The purpose and design of the system is to input the portable chest images from the PCR system,
and to display these images at the remote workstations on high resolution monitors for direct viewing
by referring clinicians, thus eliminating some of their visits to the radiology department three floors
away. The design criteria includes the ability to centrally control all image management functions on
the remote workstations to relieve the clinicians from any image management tasks except for
recalling patient images.
The principal components of the system are the Philips PCR system, the acquisition module (AM),
and the PCR interface to the data management module (DMM).

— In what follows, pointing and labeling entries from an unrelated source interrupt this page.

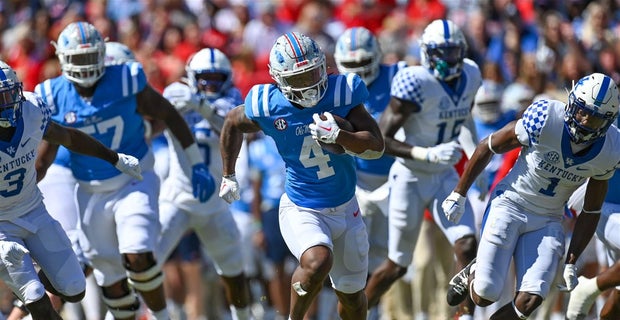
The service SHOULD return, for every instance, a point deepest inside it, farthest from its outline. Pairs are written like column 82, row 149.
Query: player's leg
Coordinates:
column 350, row 263
column 484, row 280
column 307, row 236
column 404, row 218
column 461, row 235
column 536, row 261
column 136, row 217
column 276, row 254
column 222, row 241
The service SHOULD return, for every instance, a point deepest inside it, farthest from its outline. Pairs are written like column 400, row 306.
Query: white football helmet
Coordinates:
column 442, row 49
column 209, row 73
column 81, row 52
column 357, row 51
column 117, row 53
column 298, row 66
column 11, row 96
column 594, row 98
column 487, row 103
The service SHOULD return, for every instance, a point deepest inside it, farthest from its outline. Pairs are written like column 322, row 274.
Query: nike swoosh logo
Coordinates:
column 25, row 142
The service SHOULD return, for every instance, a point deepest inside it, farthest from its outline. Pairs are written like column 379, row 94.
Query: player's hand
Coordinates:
column 326, row 130
column 129, row 165
column 12, row 253
column 482, row 183
column 570, row 278
column 229, row 189
column 202, row 182
column 448, row 153
column 454, row 207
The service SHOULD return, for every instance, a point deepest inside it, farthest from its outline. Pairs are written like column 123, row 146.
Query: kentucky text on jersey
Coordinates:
column 559, row 171
column 458, row 113
column 18, row 162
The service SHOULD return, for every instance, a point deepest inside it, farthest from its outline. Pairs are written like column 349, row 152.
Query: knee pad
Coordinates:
column 123, row 307
column 146, row 280
column 31, row 292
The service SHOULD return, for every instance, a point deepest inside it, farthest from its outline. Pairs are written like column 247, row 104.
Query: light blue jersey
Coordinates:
column 110, row 116
column 378, row 100
column 315, row 178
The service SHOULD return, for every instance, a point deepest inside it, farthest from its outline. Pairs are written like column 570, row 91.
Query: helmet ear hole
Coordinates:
column 81, row 52
column 443, row 48
column 357, row 51
column 209, row 73
column 592, row 108
column 11, row 96
column 117, row 53
column 297, row 65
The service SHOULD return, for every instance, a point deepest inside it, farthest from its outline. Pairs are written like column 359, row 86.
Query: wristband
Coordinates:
column 193, row 154
column 419, row 153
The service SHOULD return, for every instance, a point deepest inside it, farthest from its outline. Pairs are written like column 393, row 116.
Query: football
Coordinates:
column 343, row 124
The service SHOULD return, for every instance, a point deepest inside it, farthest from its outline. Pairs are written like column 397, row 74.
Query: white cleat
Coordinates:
column 582, row 298
column 12, row 253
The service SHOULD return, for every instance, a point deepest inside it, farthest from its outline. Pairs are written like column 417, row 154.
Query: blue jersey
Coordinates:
column 266, row 162
column 109, row 116
column 18, row 176
column 315, row 178
column 378, row 100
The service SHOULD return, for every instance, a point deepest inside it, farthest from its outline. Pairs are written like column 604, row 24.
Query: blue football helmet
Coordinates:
column 81, row 51
column 442, row 49
column 11, row 96
column 117, row 53
column 594, row 99
column 209, row 73
column 357, row 51
column 298, row 66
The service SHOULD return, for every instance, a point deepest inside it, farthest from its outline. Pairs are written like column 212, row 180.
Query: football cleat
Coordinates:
column 582, row 298
column 458, row 287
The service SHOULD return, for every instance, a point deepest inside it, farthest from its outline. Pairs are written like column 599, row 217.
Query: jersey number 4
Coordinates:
column 312, row 155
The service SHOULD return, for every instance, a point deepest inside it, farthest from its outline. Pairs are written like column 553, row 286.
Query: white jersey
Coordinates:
column 547, row 172
column 443, row 109
column 18, row 182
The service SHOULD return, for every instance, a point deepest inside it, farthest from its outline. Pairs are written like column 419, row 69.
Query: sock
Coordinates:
column 160, row 315
column 240, row 313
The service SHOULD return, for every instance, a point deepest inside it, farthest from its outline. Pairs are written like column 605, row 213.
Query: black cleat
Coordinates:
column 458, row 287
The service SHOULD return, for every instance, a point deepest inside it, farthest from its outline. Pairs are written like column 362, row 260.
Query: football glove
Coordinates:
column 129, row 165
column 12, row 253
column 454, row 207
column 448, row 153
column 570, row 277
column 326, row 130
column 202, row 182
column 229, row 189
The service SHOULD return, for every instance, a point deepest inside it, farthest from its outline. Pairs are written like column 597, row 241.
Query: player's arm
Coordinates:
column 46, row 154
column 80, row 142
column 366, row 141
column 392, row 119
column 235, row 125
column 153, row 105
column 588, row 218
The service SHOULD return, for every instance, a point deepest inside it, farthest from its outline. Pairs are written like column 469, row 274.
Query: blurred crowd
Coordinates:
column 544, row 43
column 532, row 46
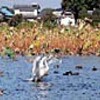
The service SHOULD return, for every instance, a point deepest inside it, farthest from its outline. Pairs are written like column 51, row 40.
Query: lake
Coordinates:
column 83, row 84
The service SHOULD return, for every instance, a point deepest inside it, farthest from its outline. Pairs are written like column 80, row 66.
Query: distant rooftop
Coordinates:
column 27, row 7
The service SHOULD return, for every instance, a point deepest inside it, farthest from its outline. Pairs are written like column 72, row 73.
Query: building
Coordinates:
column 67, row 19
column 27, row 11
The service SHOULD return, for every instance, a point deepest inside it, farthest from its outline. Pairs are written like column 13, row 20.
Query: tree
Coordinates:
column 79, row 6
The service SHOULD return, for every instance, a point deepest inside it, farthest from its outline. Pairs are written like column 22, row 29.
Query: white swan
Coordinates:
column 40, row 67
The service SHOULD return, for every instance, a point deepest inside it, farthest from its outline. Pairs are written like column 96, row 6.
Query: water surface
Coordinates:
column 55, row 86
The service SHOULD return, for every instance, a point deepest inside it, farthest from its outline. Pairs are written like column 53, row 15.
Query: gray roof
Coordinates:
column 26, row 7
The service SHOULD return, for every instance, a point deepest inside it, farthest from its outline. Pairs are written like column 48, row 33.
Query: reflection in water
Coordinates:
column 43, row 90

Connected to the DMM are a
display workstation (DW), a optical disk drive, and a fiber optic to ethernet gateway. The ethernet
link is the network connection to the two results viewing stations (RVS) located approximately 100
meters from the DMM. The DMM acts as an image file server and image archive device. The
DMM manages the image database and can load images to both the DW's and the two RVS's.
The system has met the initial design specifications and can successfully capture images from the PCR
and direct them to the RVS's. Additional studies are beginning to determine the optimal image
management procedures such as when to archive and purge images from the DMM.